In the business of music writing, it’s easy to get inundated with information. CDs are shipped in, electronic press kits arrive for bands passing through town on tour and publicity reps clog up the phone lines with requests for review. Whether the music is any good, though, is anyone’s guess. Last week, someone plunked a DVD on my desk, ready for my viewing pleasure. The accompanying press kit was my first introduction to the Asylum Street Spankers.
Not really sure what to expect, I took Re-Assembly home and made myself comfortable. The photo from the press kit depicts a woman holding a ukulele surrounded by six men with various instruments, including a banjo, steel guitar, washboard and violin (or is it a fiddle?). I pressed play and was greeted by a warning: “Wait! This is a three-hour, seven-minute movie. Do you have enough beer, weed and snacks?” Well, no, I had none of the above, but I proceeded anyway.
The Asylum Street Spankers looked poised to perform on the back porch of a Texas lake house. After a brief intro reminding the audience to keep it down (the Spankers are entirely acoustic), they opened with the appropriately named “Monkey Rag,” followed by a heartfelt ode to beer. In that old ragtime style, Christina Marrs and Wammo, both founding members of the Asylum Street Spankers, proceeded to blow me away.

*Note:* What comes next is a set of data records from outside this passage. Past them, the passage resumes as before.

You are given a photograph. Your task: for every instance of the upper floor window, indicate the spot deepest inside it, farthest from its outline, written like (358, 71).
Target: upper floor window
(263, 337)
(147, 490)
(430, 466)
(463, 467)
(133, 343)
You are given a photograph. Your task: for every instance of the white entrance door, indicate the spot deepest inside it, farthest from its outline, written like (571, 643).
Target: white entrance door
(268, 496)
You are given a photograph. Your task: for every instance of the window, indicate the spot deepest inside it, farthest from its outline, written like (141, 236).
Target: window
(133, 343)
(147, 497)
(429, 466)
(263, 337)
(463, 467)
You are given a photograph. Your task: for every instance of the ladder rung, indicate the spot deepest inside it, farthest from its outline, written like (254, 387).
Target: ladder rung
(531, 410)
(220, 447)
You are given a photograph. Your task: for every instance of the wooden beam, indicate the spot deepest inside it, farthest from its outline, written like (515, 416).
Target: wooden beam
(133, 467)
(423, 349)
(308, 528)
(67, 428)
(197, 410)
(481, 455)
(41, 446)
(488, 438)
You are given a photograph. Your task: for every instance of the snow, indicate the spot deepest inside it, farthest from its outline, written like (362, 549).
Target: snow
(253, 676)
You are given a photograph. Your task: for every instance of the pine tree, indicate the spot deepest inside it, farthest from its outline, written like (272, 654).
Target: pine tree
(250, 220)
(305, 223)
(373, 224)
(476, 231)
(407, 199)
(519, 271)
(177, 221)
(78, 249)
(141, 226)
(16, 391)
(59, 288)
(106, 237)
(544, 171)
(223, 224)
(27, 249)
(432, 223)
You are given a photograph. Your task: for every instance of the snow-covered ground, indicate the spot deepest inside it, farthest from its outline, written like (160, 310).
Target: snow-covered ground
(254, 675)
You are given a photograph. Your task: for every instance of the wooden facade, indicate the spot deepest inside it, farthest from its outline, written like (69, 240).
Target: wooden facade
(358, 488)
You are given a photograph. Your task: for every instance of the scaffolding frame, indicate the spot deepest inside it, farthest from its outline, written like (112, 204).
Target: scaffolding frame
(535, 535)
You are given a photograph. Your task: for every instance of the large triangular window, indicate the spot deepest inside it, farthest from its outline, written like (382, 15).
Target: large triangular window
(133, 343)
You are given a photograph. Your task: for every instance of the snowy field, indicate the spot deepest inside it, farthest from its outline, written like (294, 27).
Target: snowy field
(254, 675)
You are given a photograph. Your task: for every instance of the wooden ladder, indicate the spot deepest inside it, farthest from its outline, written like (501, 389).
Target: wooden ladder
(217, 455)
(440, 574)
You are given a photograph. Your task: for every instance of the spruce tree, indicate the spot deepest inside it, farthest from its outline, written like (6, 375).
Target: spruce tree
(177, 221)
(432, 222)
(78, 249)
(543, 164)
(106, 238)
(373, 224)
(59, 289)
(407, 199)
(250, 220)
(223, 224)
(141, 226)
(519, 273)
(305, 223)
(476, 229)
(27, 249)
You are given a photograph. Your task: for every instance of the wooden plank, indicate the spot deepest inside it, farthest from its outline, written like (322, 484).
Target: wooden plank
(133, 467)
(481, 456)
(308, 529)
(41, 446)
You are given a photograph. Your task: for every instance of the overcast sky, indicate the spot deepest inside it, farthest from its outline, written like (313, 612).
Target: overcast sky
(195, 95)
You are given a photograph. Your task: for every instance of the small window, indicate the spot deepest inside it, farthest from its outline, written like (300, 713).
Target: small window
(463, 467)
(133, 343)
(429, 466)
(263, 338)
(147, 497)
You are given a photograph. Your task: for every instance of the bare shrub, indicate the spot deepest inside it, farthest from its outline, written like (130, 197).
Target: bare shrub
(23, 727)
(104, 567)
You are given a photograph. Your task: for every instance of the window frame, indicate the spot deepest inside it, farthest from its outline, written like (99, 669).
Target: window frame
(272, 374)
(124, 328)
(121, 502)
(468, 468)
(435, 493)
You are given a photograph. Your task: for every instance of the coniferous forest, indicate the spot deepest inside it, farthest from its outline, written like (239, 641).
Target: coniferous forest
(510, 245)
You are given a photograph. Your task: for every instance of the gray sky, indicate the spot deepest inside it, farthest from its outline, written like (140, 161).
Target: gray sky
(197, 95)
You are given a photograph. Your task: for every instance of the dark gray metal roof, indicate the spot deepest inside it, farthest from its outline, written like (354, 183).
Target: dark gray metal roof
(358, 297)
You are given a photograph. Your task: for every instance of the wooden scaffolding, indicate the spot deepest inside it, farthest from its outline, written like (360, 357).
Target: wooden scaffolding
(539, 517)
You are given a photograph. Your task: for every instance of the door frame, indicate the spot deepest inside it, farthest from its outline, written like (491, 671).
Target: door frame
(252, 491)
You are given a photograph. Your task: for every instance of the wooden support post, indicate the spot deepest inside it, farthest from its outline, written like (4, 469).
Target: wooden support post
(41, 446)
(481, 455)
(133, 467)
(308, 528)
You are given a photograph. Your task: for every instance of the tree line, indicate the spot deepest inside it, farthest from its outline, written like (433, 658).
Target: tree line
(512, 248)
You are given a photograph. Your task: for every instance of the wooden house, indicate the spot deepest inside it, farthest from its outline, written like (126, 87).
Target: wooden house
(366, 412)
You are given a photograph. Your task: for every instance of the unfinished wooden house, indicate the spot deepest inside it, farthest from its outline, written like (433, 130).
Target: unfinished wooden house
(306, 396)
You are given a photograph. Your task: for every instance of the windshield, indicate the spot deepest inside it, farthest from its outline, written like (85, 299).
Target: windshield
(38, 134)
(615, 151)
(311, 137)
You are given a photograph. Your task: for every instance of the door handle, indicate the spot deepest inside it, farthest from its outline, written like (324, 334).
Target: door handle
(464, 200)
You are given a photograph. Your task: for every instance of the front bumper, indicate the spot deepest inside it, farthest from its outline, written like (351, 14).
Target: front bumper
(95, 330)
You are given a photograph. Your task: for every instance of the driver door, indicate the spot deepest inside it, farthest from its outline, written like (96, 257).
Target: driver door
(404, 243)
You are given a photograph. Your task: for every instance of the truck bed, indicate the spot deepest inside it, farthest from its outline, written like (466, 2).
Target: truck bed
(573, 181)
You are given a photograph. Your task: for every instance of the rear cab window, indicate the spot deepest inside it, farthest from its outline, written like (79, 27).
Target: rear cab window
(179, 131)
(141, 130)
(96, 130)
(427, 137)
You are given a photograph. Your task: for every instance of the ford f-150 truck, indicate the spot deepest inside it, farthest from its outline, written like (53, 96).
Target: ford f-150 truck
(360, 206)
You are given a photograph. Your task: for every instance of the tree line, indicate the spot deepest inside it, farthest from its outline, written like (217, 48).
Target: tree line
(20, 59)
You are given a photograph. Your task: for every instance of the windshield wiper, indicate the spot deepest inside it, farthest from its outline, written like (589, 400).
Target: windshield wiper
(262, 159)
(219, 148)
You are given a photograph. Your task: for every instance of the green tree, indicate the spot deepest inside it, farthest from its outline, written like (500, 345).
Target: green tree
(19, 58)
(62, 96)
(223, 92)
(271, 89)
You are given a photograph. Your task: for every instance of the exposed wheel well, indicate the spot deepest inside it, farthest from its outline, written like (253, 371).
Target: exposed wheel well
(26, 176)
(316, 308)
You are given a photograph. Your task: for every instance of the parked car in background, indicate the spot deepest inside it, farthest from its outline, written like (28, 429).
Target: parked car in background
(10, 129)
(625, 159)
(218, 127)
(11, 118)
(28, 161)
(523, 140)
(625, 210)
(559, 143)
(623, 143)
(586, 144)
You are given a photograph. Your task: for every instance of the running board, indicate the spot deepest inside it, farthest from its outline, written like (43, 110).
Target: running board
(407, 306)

I called Christina Marrs a few days later to find her recovering from a late night in Boulder, Colo. She and the rest of the Spankers were on their way to Los Angeles. “You don’t see a lot of humor in music any more,” she said. “There’s this idea that if there’s anything funny about it, it’s not ‘serious’ music ... that anything humorous is a novelty.” It’s a misconception the Spankers try to disprove whenever possible. “We have a vaudevillian aspect. You can only really get away with humor if your audience is fully engaged in what’s going on.” Like when a recorded performance from two years ago has you under its spell for three hours and seven minutes? I told her they’re doing just fine.